If one of your coil patterns is not reaching the current limiter, then this is an indication of high primary circuit resistance. A normal system should have the coils all be fairly equal. If you have any of them that are out of the ordinary, then you want to do a little more investigation. If the current is low, think about what could cause that. The likely cause is high resistance in the primary circuit, so that could be internal or external to the ignition coil.

For the purpose of research, we placed a 2 ohm resistor in between the #4 coil Pin 3 and power feed. This pattern shows the results where the primary circuit is only reaching 3.9 amps. This is 3 amps less than that of a normal system. If you look closely at the Zoom Overview, the third current ramp event for cylinder number 4 is lower than the others.

Next, we decided to move the same 2 ohm resistor over to Pin #2, (coil ground) and see the results. Looking at the next figure you can see that, although the current level never reached the current limiting levels that the normal system achieved, it’s clear that the internal coil circuit entered current limiting mode.
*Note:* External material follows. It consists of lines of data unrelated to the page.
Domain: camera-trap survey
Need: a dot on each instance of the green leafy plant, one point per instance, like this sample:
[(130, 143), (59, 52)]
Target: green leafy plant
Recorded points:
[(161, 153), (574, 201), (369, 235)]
Next, we created a secondary voltage leak path for cylinder 4. As you can see, there is a clear indication that something is wrong following the coil firing event for this cylinder. After seeing several of these patterns in the real world, we know that this is how a secondary voltage leak outside of the cylinder looks.


The ignition systems utilizing Coil-Over-Plug (COP) technology are quite robust but, when problems arise, a scan tool, oscilloscope, and service information can be leveraged to help the service technician gain valuable intel when addressing ignition system complaints.